Ruto inicialmente justificou os aumentos de impostos, dizendo que eram necessários para as dívidas do Quénia. O seu governo tomou posse em meio a uma seca severa em 2022 e depois que a guerra Rússia-Ucrânia interrompeu as importações de alimentos.

“É instrutivo que por cada 100 xelins que cobramos como imposto, paguemos 61 xelins por dívida”, disse Ruto na quarta-feira, justificando porque apoiou as reformas fiscais.

No entanto, os críticos há muito que afirmam que o desperdício maciço de despesas públicas poderia compensar as dívidas. Ruto é amplamente visto no Quénia como um jet-setter – os críticos chamam-lhe o “presidente voador”. Embora essa viagem lhe tenha rendido algumas dificuldades, ele argumentou que as suas visitas ao exterior são necessárias para atrair investimentos para o país sem dinheiro.

Os detratores também acusam o presidente de favorecer instituições lideradas pelo Ocidente, como o Fundo Monetário Internacional. O FMI apoiou Nairobi nas agora rejeitadas reformas fiscais, como parte de um mecanismo de empréstimo que disse ser necessário para “preservar a sustentabilidade da dívida”. Em Abril, o FMI afirmou que havia um défice significativo na cobrança de impostos que manteria elevadas as necessidades de financiamento interno do Quénia – embora também tenha sublinhado a necessidade de reduzir o desperdício governamental.

A pressão ocidental forçou a mão de Ruto?

Os protestos anti-impostos, que começaram inicialmente em 2023, após o primeiro aumento de impostos, significam uma grande mudança num Quénia onde anteriormente a maioria das pessoas aceitava as inadequações do governo, disseram os especialistas.

“A razão pela qual havia tantos jovens nas ruas é que eles dizem as coisas tal como as veem”, disse Nanjala Nyabola, investigadora política e escritora. “Os quenianos mais velhos estão habituados ao fosso que existe entre o que os políticos prometem e o que eles cumprem.
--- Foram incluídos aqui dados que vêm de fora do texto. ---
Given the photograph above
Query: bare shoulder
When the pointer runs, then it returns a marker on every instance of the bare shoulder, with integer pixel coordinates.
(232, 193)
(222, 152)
Mas os jovens não aceitarão isso.”

À medida que os protestos aumentavam na semana passada, Ruto tentou inicialmente adoptar um tom cooperativo, afirmando o respeito do governo pelo direito de protestar.
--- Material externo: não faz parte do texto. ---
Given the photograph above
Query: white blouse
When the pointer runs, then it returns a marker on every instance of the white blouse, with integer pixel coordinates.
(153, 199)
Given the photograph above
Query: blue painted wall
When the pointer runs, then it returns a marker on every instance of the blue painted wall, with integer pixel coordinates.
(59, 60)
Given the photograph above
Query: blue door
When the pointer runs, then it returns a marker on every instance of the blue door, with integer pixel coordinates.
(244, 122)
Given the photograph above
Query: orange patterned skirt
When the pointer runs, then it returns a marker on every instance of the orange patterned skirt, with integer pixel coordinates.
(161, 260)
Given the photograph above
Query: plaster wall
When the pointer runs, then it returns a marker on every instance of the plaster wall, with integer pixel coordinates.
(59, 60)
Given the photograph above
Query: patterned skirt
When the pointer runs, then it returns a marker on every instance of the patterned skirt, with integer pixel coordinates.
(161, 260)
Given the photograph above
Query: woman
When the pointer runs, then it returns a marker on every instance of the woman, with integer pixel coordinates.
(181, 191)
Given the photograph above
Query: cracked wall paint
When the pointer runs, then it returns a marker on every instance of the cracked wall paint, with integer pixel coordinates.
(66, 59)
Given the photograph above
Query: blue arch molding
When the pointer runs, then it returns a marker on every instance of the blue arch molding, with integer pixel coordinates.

Na terça-feira, porém, depois de a polícia ter aberto fogo contra os manifestantes, a imagem que ele procurava apresentar parecia estar a desfazer-se junto dos aliados ocidentais do Quénia.

“Notamos que a constituição do Quénia garante o direito a protestos pacíficos”, afirmou uma declaração conjunta das embaixadas dos EUA, Reino Unido, Alemanha e vários outros países ocidentais. “Lamentamos a trágica perda de vidas e os ferimentos sofridos, incluindo o uso de tiros reais… e estamos profundamente preocupados com as alegações de sequestros de manifestantes.”

Essa reação, dizem os especialistas, parece ter pressionado o governo Ruto a agir com mais moderação, e provavelmente levou ao seu tom mais suave na quarta-feira, onde chamou os manifestantes de “nossos filhos e filhas”. Além da reversão, Ruto também anunciou cortes nos gastos do governo com viagens e hospitalidade.

Ainda assim, alguns analistas disseram ter pouca fé de que Ruto cumpra as suas promessas.

“Não creio que ele as implementará”, disse Willis, da ISS. “Ele é presidente há dois anos e não cumpriu nada do que prometeu.”

E apesar do retrocesso, não será fácil para Ruto ressuscitar a sua credibilidade perante o povo queniano, disse Nyabola, o escritor político.

A nova postura de Ruto “definitivamente responde a muitas das queixas levantadas pelos manifestantes, mas, infelizmente, ele perdeu muita legitimidade”, disse ela.